Mind your language
Walking to the station the other day I was thinking how annoying it is that, when people are invited to name their favourite words, so many answer serendipity. Then, blow me if the next news report I read didn't detail an invitation from Education Action, a charity, to send in favourite words to celebrate Literacy Day. (There is such a thing.) 'The most popular so far,' said someone involved, 'are those associated with positive aspirations, like peace, love, and serendipity.'
Yet serendipity is in a different category from peace or love. People might like peace and love, but it's the sound of serendipity they like. It is like Boris Johnson's choice: carminative. This does not, as the BBC reported, mean `the effects of relieving flatulence', but 'promoting the expression of flatulence'. Jonathan Swift wrote the memorable couplet 'Carminative and diuretic! Will damp all passion sympathetic.'
A character in Aldous Huxley's Crome Yellow explains why he had used it in error in a line of poetry that he had written: 'And passion carminative as wine'. In carminative, he explains, 'was the idea of singing and the idea of flesh, rose-coloured and warm, with a suggestion of the jollities of mi-Careme and the masked holidays of Venice. Carminative — the warmth, the glow, the interior ripeness were all in the word.' Then it occurred to him to look it up in a dictionary.

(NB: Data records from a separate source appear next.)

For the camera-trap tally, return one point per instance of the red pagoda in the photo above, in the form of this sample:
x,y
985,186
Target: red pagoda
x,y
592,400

No doubt Boris Johnson knew about Crome Yellow, and about Swift too. But I rather suspect that, even on Literacy Day, many suggestions of favourite words are based on sub-literate prejudices. There is, of course, nothing wrong with being illiterate. Fine poetry has been composed by the illiterate, but that is not, I suspect, the focus of Literacy Day.
The word serendipity was, as we all know, coined by Horace Walpole, as he explained in a letter on 28 January 1754: 'I once read a silly fairy tale called The Three Princes of Serendip: as their highnesses travelled, they were always making discoveries, by accident and sagacity, of things which they were not in quest of: for instance, one of them discovered that a mule blind of the right eye had travelled the same road lately, because the grass was eaten only on the left side, where it was worse than on the right — now do you understand serendipity?'
Walpole here makes the princes seem like Sherlock Holmes rather than fortunate discoverers of things they were not looking for. But is the accidental aspect of the meaning that has endured, rather than the sagacious.